C'est maintenant fait. Anatole Bonkoungou, l'éphémère maire de l'arrondissement n°4 de Ouaga a pris sa revanche. Le parti sous la bannière duquel il s'est présenté, l'ODT, a raflé 14 des 20 sièges pourvus à l'issue des municipales partielles du dimanche 23 février 2014. Mais pour l'auteur de l'écrit qui suit, parvenu à notre Rédaction avant le scrutin, précisons-le, Anatole le victime pourrait avoir mal assimilé les leçons de son éviction il y a quelques mois.
”…Laisse ma main ! Laisse ma main ! …”.
Ainsi s’agitait un chétif combattant, fermement et imperturbablement tenu à la main par un gladiateur(*) herculéen, froid et insensible aux gesticulations du genre. Allant aux nouvelles pour savoir comment et pourquoi un si inégal combat avait cours en ces lieux, l’on apprit que la victime, ignorant sans doute ses limites du moment, s’était volontairement invitée à cette bataille qui se voulait pourtant un combat de titans où seuls survivent les vainqueurs. En somme, une bataille à mort.
Suite aux élections couplées (législatives et municipales) du 02 décembre 2012, une bataille sans fin s’engagea dans l’arrondissement n°4 (ex-Nongr-massom) autour du trophée final de cette compétition électorale, le fauteuil de Maire dudit arrondissement. Il n’est guère utile ici de revenir sur la genèse, les péripéties et autres rebondissements que l’affaire a connus depuis son début.
En effet, les médias, toutes catégories confondues, en ont fait leurs choux gras, tant et si bien que même la dernière des ménagères de l’arrondissement en est parfaitement informée et pourrait en parler avec force détails. De ce point de vue, l’intérêt ici sera seulement d’analyser et d’apprécier le sens et la portée des leçons et enseignements qu’en tirent les uns et les autres, non seulement au niveau des protagonistes eux-mêmes, mais aussi et surtout au niveau des habitants de l’arrondissement (citoyens et électeurs qu’ils sont).
Alors, voyons tout de suite ce que chaque catégorie d’acteurs a pu retenir et capitaliser de cette crise politique qui, il faut l’avouer, bien que très localisée (arrondissement n°4 seulement), a eu une répercussion quasi nationale ou tout au moins provinciale (Kadiogo).

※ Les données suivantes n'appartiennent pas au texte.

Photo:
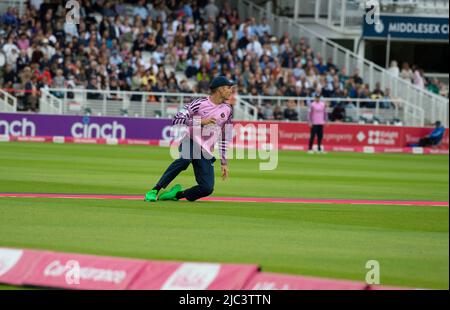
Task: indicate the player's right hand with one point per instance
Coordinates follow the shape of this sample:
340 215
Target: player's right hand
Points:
208 121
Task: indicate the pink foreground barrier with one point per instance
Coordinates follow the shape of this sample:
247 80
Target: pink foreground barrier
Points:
73 271
89 272
193 276
15 264
281 146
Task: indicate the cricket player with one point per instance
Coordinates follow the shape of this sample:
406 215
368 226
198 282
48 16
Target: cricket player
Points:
212 117
317 119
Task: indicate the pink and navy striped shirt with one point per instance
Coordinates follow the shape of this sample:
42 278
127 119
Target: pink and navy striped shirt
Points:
318 113
221 132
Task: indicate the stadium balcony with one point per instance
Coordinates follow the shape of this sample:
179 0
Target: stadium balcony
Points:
250 108
372 73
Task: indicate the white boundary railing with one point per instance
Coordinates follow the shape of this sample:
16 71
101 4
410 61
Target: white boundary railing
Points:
126 103
434 106
386 111
166 105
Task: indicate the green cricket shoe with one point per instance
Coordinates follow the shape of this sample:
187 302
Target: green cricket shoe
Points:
172 194
151 196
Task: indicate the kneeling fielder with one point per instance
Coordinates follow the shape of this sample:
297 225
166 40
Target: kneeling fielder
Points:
215 110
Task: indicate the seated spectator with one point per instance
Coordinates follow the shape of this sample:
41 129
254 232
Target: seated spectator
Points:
94 87
290 113
338 113
393 69
434 138
278 115
268 111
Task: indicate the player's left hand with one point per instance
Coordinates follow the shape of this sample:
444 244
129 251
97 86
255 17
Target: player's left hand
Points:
224 172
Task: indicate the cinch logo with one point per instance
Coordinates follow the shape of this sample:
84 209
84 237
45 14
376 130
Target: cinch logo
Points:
383 137
18 128
114 130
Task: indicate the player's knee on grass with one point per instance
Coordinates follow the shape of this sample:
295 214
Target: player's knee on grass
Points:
183 163
207 190
203 191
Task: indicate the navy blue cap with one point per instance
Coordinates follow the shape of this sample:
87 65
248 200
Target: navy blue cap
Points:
220 81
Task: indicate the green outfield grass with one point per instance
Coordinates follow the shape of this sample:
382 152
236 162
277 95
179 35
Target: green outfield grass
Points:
334 241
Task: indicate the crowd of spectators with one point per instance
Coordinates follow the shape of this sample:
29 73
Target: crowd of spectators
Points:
129 45
416 76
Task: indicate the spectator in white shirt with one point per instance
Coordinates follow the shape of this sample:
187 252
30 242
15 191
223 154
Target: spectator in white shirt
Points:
394 70
211 11
141 10
255 47
264 28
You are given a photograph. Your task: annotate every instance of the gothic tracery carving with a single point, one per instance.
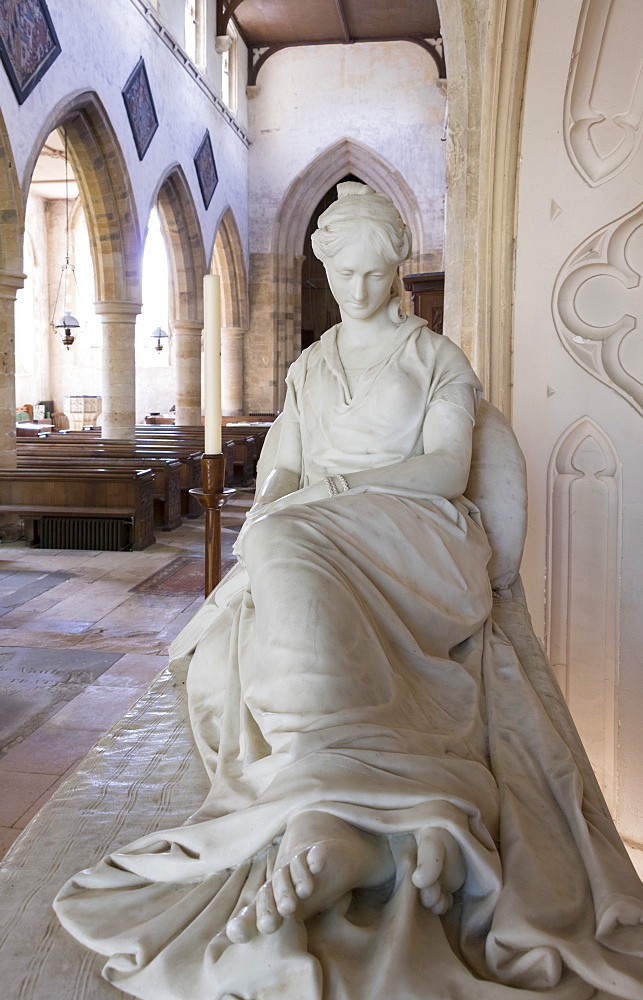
(598, 304)
(604, 107)
(583, 585)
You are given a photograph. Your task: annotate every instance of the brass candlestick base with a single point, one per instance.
(212, 497)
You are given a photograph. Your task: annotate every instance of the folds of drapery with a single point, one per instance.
(447, 729)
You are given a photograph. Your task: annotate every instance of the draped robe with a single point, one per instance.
(350, 665)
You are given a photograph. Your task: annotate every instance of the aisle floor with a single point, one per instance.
(82, 635)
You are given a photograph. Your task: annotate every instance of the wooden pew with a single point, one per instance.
(247, 443)
(166, 494)
(140, 453)
(83, 499)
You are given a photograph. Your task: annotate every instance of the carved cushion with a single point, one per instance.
(497, 486)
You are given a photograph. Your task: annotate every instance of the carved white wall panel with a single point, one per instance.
(583, 586)
(604, 96)
(598, 305)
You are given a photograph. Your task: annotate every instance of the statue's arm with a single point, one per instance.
(442, 469)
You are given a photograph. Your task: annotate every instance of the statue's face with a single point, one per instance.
(360, 279)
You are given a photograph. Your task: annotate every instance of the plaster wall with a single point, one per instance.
(578, 307)
(383, 98)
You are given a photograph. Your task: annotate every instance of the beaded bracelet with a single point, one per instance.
(331, 485)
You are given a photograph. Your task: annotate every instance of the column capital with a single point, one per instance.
(118, 310)
(10, 282)
(187, 326)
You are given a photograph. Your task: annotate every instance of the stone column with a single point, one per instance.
(186, 349)
(9, 285)
(232, 340)
(119, 367)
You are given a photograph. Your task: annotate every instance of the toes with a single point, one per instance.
(316, 858)
(268, 918)
(284, 891)
(301, 877)
(430, 862)
(242, 927)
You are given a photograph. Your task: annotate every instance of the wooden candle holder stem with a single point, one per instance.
(212, 496)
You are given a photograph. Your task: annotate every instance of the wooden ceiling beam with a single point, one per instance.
(341, 13)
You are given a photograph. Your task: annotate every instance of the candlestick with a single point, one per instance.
(212, 362)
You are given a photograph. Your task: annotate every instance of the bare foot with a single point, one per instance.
(319, 860)
(440, 869)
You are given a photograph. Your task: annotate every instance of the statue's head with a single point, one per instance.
(361, 241)
(362, 213)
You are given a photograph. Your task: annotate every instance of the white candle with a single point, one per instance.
(212, 362)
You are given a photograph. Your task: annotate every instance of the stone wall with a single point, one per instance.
(376, 110)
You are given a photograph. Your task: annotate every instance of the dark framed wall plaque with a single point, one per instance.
(28, 43)
(139, 105)
(206, 169)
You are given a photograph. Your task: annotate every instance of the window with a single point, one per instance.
(195, 31)
(229, 70)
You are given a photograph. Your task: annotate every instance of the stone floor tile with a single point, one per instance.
(123, 642)
(29, 814)
(96, 601)
(7, 836)
(54, 640)
(50, 749)
(147, 611)
(138, 668)
(19, 619)
(18, 792)
(105, 703)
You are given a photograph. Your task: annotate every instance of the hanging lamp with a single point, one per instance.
(67, 321)
(159, 335)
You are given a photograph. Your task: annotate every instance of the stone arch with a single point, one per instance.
(485, 93)
(306, 190)
(182, 231)
(185, 241)
(11, 279)
(228, 262)
(344, 157)
(114, 237)
(105, 191)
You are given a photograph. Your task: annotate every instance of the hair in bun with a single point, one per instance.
(360, 209)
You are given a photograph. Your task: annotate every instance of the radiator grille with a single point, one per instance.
(102, 533)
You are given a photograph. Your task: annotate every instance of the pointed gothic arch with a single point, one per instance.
(305, 192)
(186, 259)
(185, 241)
(584, 514)
(11, 279)
(228, 261)
(107, 197)
(105, 191)
(307, 189)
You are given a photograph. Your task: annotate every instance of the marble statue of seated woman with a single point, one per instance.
(393, 813)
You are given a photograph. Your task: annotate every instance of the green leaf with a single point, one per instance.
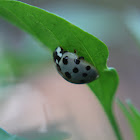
(133, 116)
(54, 31)
(6, 136)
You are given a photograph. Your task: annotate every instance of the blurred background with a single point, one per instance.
(31, 100)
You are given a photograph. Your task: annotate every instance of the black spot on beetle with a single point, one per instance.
(75, 70)
(84, 74)
(77, 61)
(65, 60)
(88, 67)
(68, 75)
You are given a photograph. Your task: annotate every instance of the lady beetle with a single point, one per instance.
(73, 68)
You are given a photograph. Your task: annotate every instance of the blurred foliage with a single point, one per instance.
(18, 63)
(132, 22)
(6, 136)
(54, 31)
(133, 116)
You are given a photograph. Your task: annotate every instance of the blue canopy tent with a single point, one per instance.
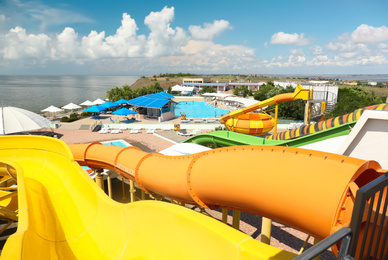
(109, 104)
(155, 104)
(95, 109)
(124, 112)
(121, 101)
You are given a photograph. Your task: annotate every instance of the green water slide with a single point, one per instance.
(228, 138)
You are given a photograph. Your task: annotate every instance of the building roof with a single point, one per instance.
(244, 101)
(182, 88)
(145, 101)
(160, 95)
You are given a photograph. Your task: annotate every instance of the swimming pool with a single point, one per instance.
(121, 143)
(198, 109)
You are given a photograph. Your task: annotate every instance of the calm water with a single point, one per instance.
(197, 109)
(35, 93)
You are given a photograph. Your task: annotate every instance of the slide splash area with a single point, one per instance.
(228, 138)
(64, 215)
(304, 135)
(242, 121)
(327, 124)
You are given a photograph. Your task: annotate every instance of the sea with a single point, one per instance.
(36, 93)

1. Le clan «Bureau Politique du CDP et ses suppôts influents à la base au sein de l’arrondissement» :
S’appuyant sur des principes organisationnels si justes et si chers à tout parti politique qui se respecte (discipline et centralisme démocratique), toutes choses qu’aurait, selon eux, violé Anatole Bonkoungou, ce clan n’a pas compris ou a feint d’ignorer que M. Anatole Bonkoungou (victime dans la crise actuelle) n’est ni plus, ni moins qu’un authentique produit du CDP. Il a lui-même eu par conséquent à user ou tout au moins à bénéficier, d’une manière ou d’une autre, à un moment ou à un autre, à un degré ou à un autre, des «bienfaits» de cette méthode de direction politique, la seule connue et maîtrisée par le CDP et son chef, le Capitaine Blaise Compaoré : «intrigues et coups fourrés».
Toutes choses ayant bien souvent eu raison, aussi bien de partisans peu dociles ou enclins à la rébellion à l’intérieur du Parti (cas justement de M. Bonkoungou), que d’opposants dits radicaux à l’extérieur du Parti (cf. la tristement célèbre affaire des 30 millions la nuit et l’avenir politique du Professeur Laurent Bado qui en a découlé). Du reste, ces propos qu’aurait tenus Salif Diallo, actuel démissionnaire emblématique mais ancien suppôt influent au sommet du Parti, confirment éloquemment cette implacable méthode : «Un homme politique doit se réveiller chaque jour, avec une intrigue politique dans la tête».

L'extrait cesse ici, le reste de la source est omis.